Il lui prit l'enfant des bras et vint le mettre dans ceux de son père. Puis il s'éclipsa avec Katerina dans le couloir. Quand il fut assuré que Julian ne pouvait entendre, il expliqua à la jeune femme :

- Il va falloir le surveiller. Le traumatisme est grand. Cela va prendre beaucoup de temps avant qu'il ne se remette totalement. Ne rompez pas le contact avec lui... vous êtes sa seule famille et s'il a aussi des amis, il va avoir besoin de vous. Son beau-père est en prison, à cause de violences conjugales. Et sa demie-soeur m'a clairement dit au téléphone qu'il pouvait mourir, pour rester poli. Bref, il traverse une période difficile. Il vit sans se souvenir des huit dernières années. Il meuble les trous avec des mensonges, c'est un mécanisme inconscient d'auto-protection. Le fait de ne pas être "lui" le poussa à déprimer. Il est en conflit avec lui-même. C'est une conséquence logique de son état. Déjà, à la base, il n'est pas très coopératif et même grognon, pour vous, il n'a pas changé. Je vais lui donner un calmant à faible dose. Cela le fera un peu dormir. Sur les trois derniers jours, il n'a dormi que dix heures, ça ne l'aide pas à se sentir mieux. Et augmenter légèrement les anti-douleurs. C'est une excellente idée que de lui avoir amené son fils. D'ailleurs, à ce propos, il a l'air bien en forme. Mes félicitations. Ce n'était pas gagné... vous vous en occupez à merveille.

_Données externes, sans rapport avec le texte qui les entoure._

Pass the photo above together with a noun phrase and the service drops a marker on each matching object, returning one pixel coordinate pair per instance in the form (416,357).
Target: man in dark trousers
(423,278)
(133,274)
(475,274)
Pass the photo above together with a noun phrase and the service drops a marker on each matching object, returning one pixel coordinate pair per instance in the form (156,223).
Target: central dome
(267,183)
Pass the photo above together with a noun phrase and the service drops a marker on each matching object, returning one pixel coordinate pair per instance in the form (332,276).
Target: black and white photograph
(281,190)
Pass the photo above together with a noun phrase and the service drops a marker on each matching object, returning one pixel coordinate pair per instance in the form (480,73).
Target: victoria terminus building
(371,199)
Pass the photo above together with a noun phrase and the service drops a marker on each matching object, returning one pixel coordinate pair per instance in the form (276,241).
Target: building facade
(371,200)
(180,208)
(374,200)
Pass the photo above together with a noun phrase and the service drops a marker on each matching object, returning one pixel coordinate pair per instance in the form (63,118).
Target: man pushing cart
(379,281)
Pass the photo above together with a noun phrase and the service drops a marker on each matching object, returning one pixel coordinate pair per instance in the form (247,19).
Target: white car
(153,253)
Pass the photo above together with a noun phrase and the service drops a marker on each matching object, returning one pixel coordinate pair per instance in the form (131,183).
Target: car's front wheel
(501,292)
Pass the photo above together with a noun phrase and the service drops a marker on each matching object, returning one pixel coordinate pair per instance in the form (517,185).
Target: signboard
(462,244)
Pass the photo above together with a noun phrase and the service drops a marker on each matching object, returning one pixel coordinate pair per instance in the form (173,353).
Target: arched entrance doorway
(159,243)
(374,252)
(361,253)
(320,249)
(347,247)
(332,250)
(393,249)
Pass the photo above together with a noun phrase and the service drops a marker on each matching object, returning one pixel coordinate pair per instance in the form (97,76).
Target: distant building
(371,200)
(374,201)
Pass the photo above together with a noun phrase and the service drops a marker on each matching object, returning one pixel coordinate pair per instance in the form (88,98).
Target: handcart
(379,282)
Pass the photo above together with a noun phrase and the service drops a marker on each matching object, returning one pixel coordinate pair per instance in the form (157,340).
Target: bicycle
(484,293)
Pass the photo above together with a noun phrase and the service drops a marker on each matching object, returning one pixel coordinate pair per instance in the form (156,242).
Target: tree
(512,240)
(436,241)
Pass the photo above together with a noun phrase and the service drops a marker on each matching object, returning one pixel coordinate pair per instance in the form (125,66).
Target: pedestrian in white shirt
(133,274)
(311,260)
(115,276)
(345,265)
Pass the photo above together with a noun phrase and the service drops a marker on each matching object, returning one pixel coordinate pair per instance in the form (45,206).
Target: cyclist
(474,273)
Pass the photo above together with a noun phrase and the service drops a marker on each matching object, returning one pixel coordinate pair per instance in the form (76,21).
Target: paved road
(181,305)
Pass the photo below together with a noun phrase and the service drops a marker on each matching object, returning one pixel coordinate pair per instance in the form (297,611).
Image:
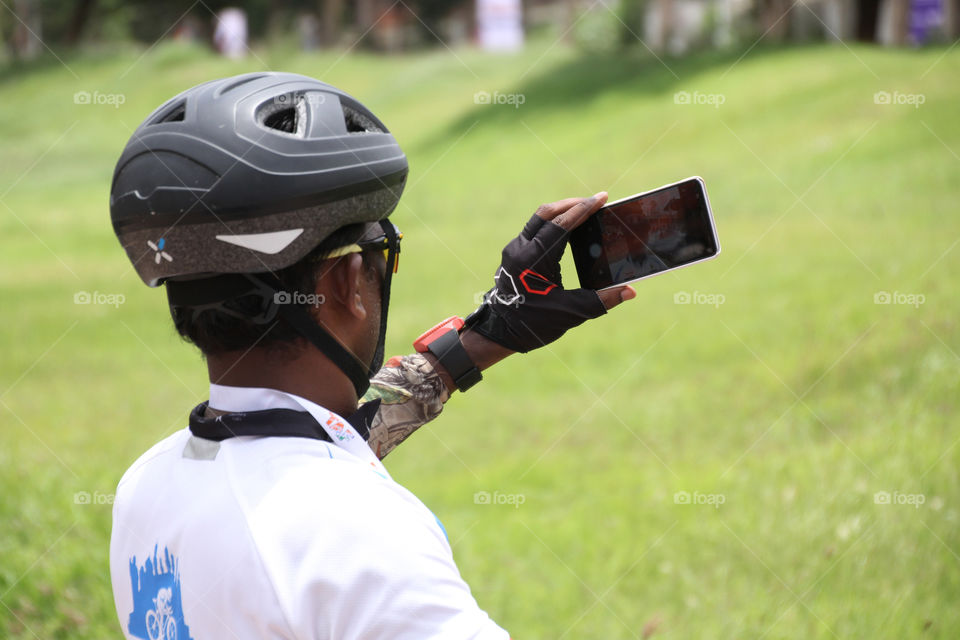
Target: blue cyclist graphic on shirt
(157,608)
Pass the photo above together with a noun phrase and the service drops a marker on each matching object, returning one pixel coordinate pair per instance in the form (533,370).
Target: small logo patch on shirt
(157,609)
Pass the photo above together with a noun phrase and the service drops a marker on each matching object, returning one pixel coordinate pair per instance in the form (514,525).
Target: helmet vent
(284,120)
(287,115)
(240,81)
(358,123)
(174,114)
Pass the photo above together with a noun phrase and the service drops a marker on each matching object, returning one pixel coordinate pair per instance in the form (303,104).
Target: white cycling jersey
(280,537)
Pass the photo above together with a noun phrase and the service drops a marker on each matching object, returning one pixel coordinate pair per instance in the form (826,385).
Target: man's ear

Une infirmière arriva en grand pompe vers lui et l'interrompit, en lui expliquant qu'il était attendu d'urgence au bloc, un grave accident de moto... Le médecin s'excusa auprès de Katerina et lui faussa compagnie. La jeune femme pouvait retourner dans la chambre. A l'intérieur, Julian avait son fils entre ses bras et lui racontait une petite histoire. Son visage était à nouveau éclairé. Il souriait. Quand la jeune femme fut près de lui, il lui dit sur un ton enjoué :

- Je lui ai raconté la fois où ma soeur, Candice et toi m'aviez habillé en fille... Vous m'aviez mis un pompon sur la tête pour me coiffer. Et vous aviez piqué le maquillage à ma mère... elle était furieuse mais c'était drôle.

Candice et sa soeur n'avaient jamais été très tendres avec lui. Elles avaient toujours abusé de sa naïveté. Il ne s'en rendait pas compte. Katerina, avec le recul, devait bien se dire que parfois elles étaient allées trop loin.

- Tu me demandais tout à l'heure si j'avais besoin de quelque chose. J'aimerais bien que tu m'amènes un album photo... si tu peux... ça va peut-être m'aider à me rappeler. Pour le linge, il n'y en a pas... j'ai... enfin tu vois, juste leur tenue quoi...

Il se sentait gêné d'évoquer ça. Julian avait toujours été plutôt pudique.